Cecil Bohanon, Ph.D., a founding scholar of the Indiana Policy Review Foundation, is a professor of economics and Ball State University. His column appears in Indiana newspapers.

This year will likely be remembered as the year of the populist revolt. Populism is a political philosophy that calls for the government to represent the interests of the ordinary person. Populist candidates typically argue that the current crop of political leaders are beholden to narrow elites at the expense of the common man.  
     
The populists of 2016 are Bernie Sanders and Donald Trump. Sander’s bête noire are billionaires who are corrupting politics and ought to pay more in taxes, while Trump rails against illegal immigrants and stupid politicians bullied by rapacious foreigners who take advantage of ordinary Americans.

When I was 18 years old, I was a George McGovern progressive. I decked my 1962 Studebaker Lark with dozens of McGovern stickers, much to the chagrin of my father who was a Goldwater Republican. Readers old enough will recall that McGovern’s 1972 perspective was similar to that of Sander’s: He wanted to radically expand the federal government programs especially for the poor and finance this expansion by taxing the “rich.”  

I stopped being a progressive many years ago, but it didn’t happen all at once. Let me share an epiphany from that 1972 campaign that nudged me back to the Goldwater camp. 

One day I was rifling through the daily household mail, I saw a letterhead for “Engineers for McGovern” addressed to my father who was a mechanical engineer. Knowing he would have no use for it, I absconded with it. I opened the letter fully expecting to be filled with redistributionist rhetoric — appealing to the well-educated well-paid engineer’s sense of social conscience and collective beneficence, urging them to support McGovern to help the poor and dispossessed. Instead, it was all about expanding federal government grants for engineering research under a McGovern Administration.

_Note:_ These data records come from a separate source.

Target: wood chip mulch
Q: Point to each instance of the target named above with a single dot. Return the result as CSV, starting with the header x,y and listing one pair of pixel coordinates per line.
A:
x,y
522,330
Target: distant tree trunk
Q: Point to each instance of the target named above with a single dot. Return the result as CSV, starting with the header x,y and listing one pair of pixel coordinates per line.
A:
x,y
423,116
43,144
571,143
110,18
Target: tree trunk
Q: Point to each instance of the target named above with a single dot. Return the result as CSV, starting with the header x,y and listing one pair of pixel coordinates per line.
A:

“Well, of course,” I thought, “engineers, even my dad, were people too; they are worthy of federal redistribution.” But somewhere back in brain cell No. 477, a thought was planted: If every conceivable group is to be the beneficiary of federal largesse, who pays for it? I was stumbling onto that great insight the French economist-journalist Fredrich Bastiat had outlined in the 1840s — the fools’ gold fallacy of populism that says, “The State is the great fiction through which everyone endeavors to live at the expense of everyone else.” 

Over the years, I have come to believe that the legislative-bureaucratic process unhampered by constitutional constraints leads to a bloated public sector. Programs putatively designed to help the poor are often thinly veiled guises for narrow special interests. The sincerest efforts to redistribute income to the poor are inevitable inflicted by a tendency for the benefits to “trickle-up.” Government programs meant to help the poor are at best mildly redistributive; more problematically they set up all kinds of malicentives that trap the poor. Indeed, in 1972 around 15 percent of the population was in poverty. Despite 44 years and trillions of dollars of federal spending later the poverty rate is still at around 15 percent of the population in 2016.   

It seems absurd that the progressive McGovern-Sanders income redistribution mantra is an answer to the economic or political problems of 1972 or 2016. I hope we have the collective wisdom to reject it in 2016 as we did in 1972.